Studying at King’s has opened up so many opportunities for me. Everyone at the university is very supportive and I feel like I really belong here, like this is my home– Eid Aljazairli
Since arriving in the UK Eid has also developed an unlikely passion: swimming.
“My dream to learn how to swim started in 2018. I was sitting at the hostel one night watching YouTube and I came across a video about the American swimmer Michael Phelps,” he explained. “I had never heard of Michael Phelps before but I remember thinking wow, this guy is amazing! It really ignited a passion in me and I knew then I had to learn how to swim.”
Despite never having swum before – and coupled with a crippling fear of the water following his near-death experience at sea – Eid somehow plucked up the courage to learn.
Remarkably, he taught himself by watching videos and observing other swimmers. Not to mention dedicating himself to a rigorous training schedule, spending four or five hours a day in the pool.
“At first I had so much fear with the water. It frightened me so much,” he said. “But I turned my fear into a positive thing. Day after day I started to feel differently in the water. It became a place where I feel safe and happy.”
Within six months Eid mastered all four swimming strokes and within a year, in 2019, he was honoured with the ‘London Adult Achievement Award’ by Swim England. In 2020, he also received the esteemed Gold National Adult Achievement Award in 2020.
Today Eid is a member of Camden Swimming Club, as well as King’s Swimming Club. His coaches say he brings an “abundance of positivity and enthusiasm”.
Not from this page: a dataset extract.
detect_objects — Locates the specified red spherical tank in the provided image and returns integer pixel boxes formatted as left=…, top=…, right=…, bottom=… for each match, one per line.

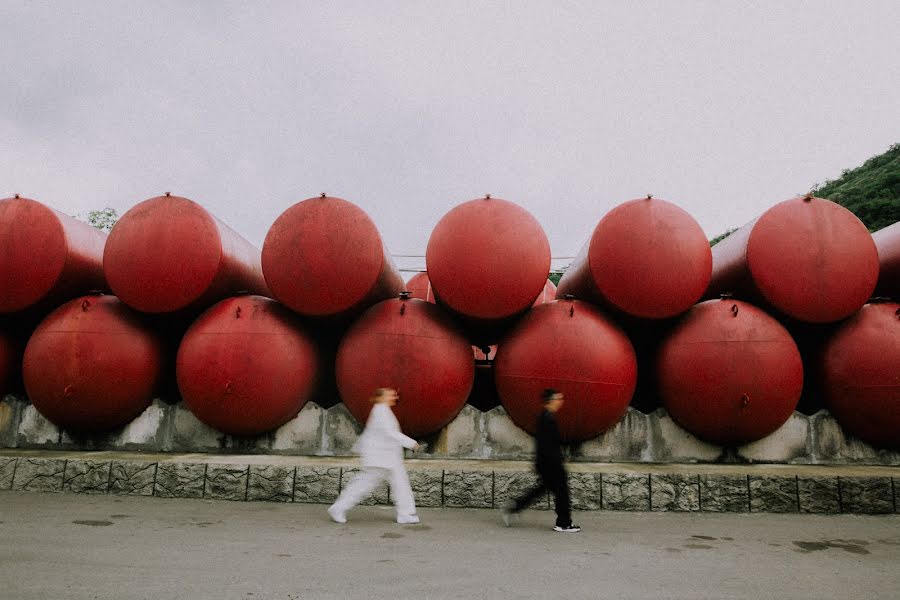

Eid is also part of the King’s Sports Performance Programme, which provides elite student-athletes with a support network to help them perform to the highest level possible in their dual-career. Through strength and conditioning, nutrition, physiotherapy, lifestyle and wellbeing support, the programme aims to offer King’s students a world-class environment to improve athletically alongside their world-class education.
“Being in the water taught me a lot of skills – skills that I am applying to my degree and in my life,” continued Eid. “Swimming has taught me about time management, discipline, patience, and hard work.
As soon I dive in the water I feel like I am in another world – I am not a refugee, I am not ashamed, I am not being judged. I am just in my own lane.– Eid Aljazairli
With just over a year to go until the Summer Olympic Games in Paris next July, Eid has dreams of qualifying for the 2024 Refugee Team – a dream his coaches think could become a reality as his strokes edge closer to Olympic qualifying times.
"It’s more than just about winning, it’s about changing the sport and inspiring others. Dreams know no limits when passion drives us forward," he added.